False Dichotomy

Last week wasn’t a good one for the cause of network engineering. United Airlines grounded flights because of a router failure, the New York Stock Exchange stopped trading for several hours because of a technical problem, and the Wall Street Journal went off line for several hours due to a technical malfunction. How should engineers react to these sorts of large scale public outages? The first option, of course, is to flail our arms and run out of the room screaming. Panic is a lot of fun when you first engage, but over time it tends to get a little boring, so maybe panic isn’t the right solution here.

Another potential reaction is to jump on the “it’s too complex” bandwagon. sure, a lot of these systems are very complex — in fact, they’re probably too complex for the actual work they do. Complexity is required to solve hard problems; elegance is choosing the path with the least amount of complexity that will solve the problem. Far too often, in the engineering world, we choose the more complex path because of some imagined requirement that never actually materializes, or because we imagine a world where the solution we’re putting in place today will last forever, and we can just go fishin’ (or some such).

But just as often, we choose solutions because they aren’t what we’re deploying today. In the midst of the mess, a number of people are making the case that “none of this would have happened if we had adopted SDNs a few years back.” Because we distribute the control plane today, a simple fix is to say, “centralize it all, and all these problems will go away.” If we could just get rid of all those hard configurations, and all that distributed code, and put it all in one place where it can be more easily controlled, these sorts of network failures just wouldn’t be possible. Pardon me while I lapse into technical language.

Fiddlesticks. Balderdash. Frogs on stilts.

When I first starting working on networks, installing inverse multiplexers to build T1 equivalent lines on really old copper wire (much of it was actually cloth wrapped), there were major outages in the centralized systems that caused flight delays, stock exchanges to go offline, and newspapers to miss their publication. In those days, we yelled and screamed about our centralized systems, and complained that compute was tied to storage was tied to the network in a way that made none of them sustainable — we had one huge failure domain, and no way to continue doing business when one part went down. So a lot of individual departments bought PCs and put them in closets where no-one could see them, and they could continue doing work when the big computer (the cloud in today’s terms) went down.

The point is this: Moving to a completely centralized environment isn’t going to be any better than what we’re doing right now. There will still be bugs. There will still be fat fingered mistakes. Those bugs and mistakes might happen less often, but they’ll likely have a larger impact area. Systems won’t have fewer moving parts, they’ll just look like the do on the outside.

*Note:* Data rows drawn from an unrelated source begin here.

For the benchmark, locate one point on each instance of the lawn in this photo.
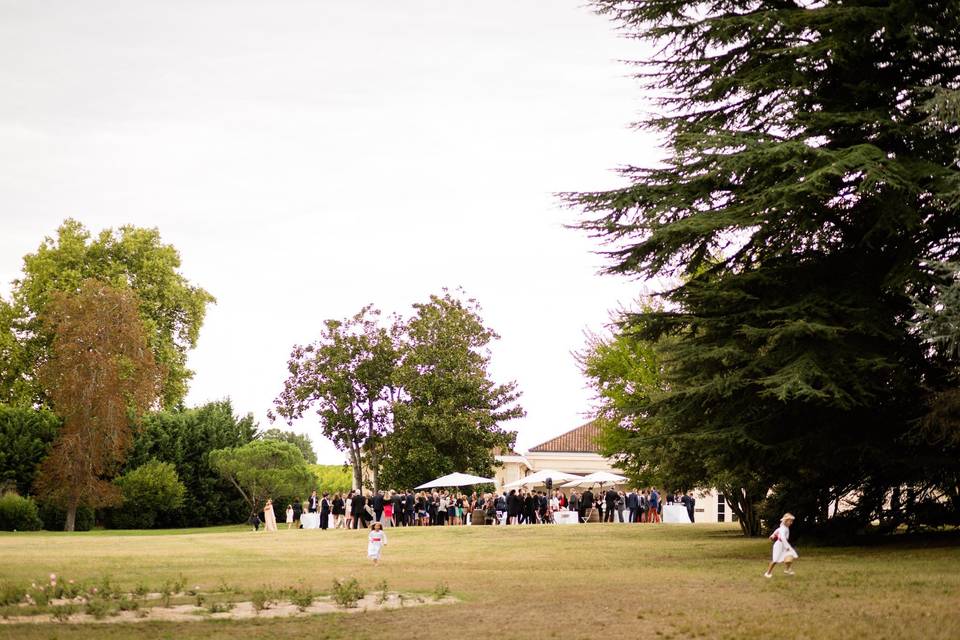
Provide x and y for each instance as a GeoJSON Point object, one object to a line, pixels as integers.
{"type": "Point", "coordinates": [591, 581]}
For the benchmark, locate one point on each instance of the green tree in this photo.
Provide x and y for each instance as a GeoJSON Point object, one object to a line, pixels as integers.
{"type": "Point", "coordinates": [333, 478]}
{"type": "Point", "coordinates": [172, 309]}
{"type": "Point", "coordinates": [805, 200]}
{"type": "Point", "coordinates": [299, 440]}
{"type": "Point", "coordinates": [148, 490]}
{"type": "Point", "coordinates": [348, 378]}
{"type": "Point", "coordinates": [99, 374]}
{"type": "Point", "coordinates": [25, 439]}
{"type": "Point", "coordinates": [628, 376]}
{"type": "Point", "coordinates": [450, 416]}
{"type": "Point", "coordinates": [185, 437]}
{"type": "Point", "coordinates": [264, 469]}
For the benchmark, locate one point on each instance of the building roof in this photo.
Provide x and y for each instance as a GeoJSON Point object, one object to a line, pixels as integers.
{"type": "Point", "coordinates": [583, 439]}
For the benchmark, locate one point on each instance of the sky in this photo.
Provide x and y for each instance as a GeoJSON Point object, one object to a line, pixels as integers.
{"type": "Point", "coordinates": [308, 158]}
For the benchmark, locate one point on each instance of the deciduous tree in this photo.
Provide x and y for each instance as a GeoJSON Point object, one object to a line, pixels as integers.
{"type": "Point", "coordinates": [100, 373]}
{"type": "Point", "coordinates": [170, 307]}
{"type": "Point", "coordinates": [263, 469]}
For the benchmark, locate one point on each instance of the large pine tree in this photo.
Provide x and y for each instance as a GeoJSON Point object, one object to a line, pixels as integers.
{"type": "Point", "coordinates": [806, 196]}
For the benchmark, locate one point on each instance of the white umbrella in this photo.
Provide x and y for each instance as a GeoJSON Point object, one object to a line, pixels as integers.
{"type": "Point", "coordinates": [599, 477]}
{"type": "Point", "coordinates": [455, 480]}
{"type": "Point", "coordinates": [540, 476]}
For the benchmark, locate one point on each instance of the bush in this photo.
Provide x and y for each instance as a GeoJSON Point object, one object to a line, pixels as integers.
{"type": "Point", "coordinates": [18, 514]}
{"type": "Point", "coordinates": [54, 518]}
{"type": "Point", "coordinates": [150, 489]}
{"type": "Point", "coordinates": [346, 593]}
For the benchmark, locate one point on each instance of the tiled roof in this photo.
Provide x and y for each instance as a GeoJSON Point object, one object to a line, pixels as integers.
{"type": "Point", "coordinates": [583, 439]}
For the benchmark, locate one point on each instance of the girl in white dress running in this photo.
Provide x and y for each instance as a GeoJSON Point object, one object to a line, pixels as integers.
{"type": "Point", "coordinates": [376, 540]}
{"type": "Point", "coordinates": [782, 550]}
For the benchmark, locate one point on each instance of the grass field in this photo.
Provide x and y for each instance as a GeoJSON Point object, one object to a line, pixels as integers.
{"type": "Point", "coordinates": [592, 581]}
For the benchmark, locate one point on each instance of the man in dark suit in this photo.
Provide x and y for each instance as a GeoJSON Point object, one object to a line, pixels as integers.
{"type": "Point", "coordinates": [633, 504]}
{"type": "Point", "coordinates": [378, 507]}
{"type": "Point", "coordinates": [611, 499]}
{"type": "Point", "coordinates": [397, 509]}
{"type": "Point", "coordinates": [689, 502]}
{"type": "Point", "coordinates": [357, 510]}
{"type": "Point", "coordinates": [586, 504]}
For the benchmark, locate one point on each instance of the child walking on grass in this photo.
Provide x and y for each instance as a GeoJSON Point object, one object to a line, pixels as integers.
{"type": "Point", "coordinates": [782, 550]}
{"type": "Point", "coordinates": [376, 540]}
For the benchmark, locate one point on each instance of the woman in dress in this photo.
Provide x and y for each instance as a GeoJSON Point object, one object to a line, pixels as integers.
{"type": "Point", "coordinates": [375, 542]}
{"type": "Point", "coordinates": [783, 551]}
{"type": "Point", "coordinates": [347, 509]}
{"type": "Point", "coordinates": [324, 510]}
{"type": "Point", "coordinates": [269, 517]}
{"type": "Point", "coordinates": [337, 511]}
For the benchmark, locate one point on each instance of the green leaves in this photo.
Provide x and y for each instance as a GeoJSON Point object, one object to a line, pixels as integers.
{"type": "Point", "coordinates": [171, 308]}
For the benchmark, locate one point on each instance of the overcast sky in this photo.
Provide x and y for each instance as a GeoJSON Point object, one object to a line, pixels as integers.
{"type": "Point", "coordinates": [307, 158]}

Moving to the opposite point on the pendulum because we ran into a wall on this side of the swing doesn’t mean there won’t be a wall on the other side as well.

Instead, we need to learn to think about what it makes sense to centralize, what it makes sense to distribute — how to split the problems we face up into logical chunks, and eat one at a time, rather than assuming the grass is really greener on the other end of the pendulum. As Donnie Savage always says: “In reality, the grass is greener because there’s a drain field.”

The counter to this is to remember — there are no perfect solutions; here are no permanent solutions. Repeat often, especially when you have a headache, it’s five in the afternoon, and your network has just gone down.

1 Comment

  1. matt Conran on 16 July 2015 at 3:16 am

    Ideally we need to find a way / design to minimize the “blast ” radius of a centralized approach 🙂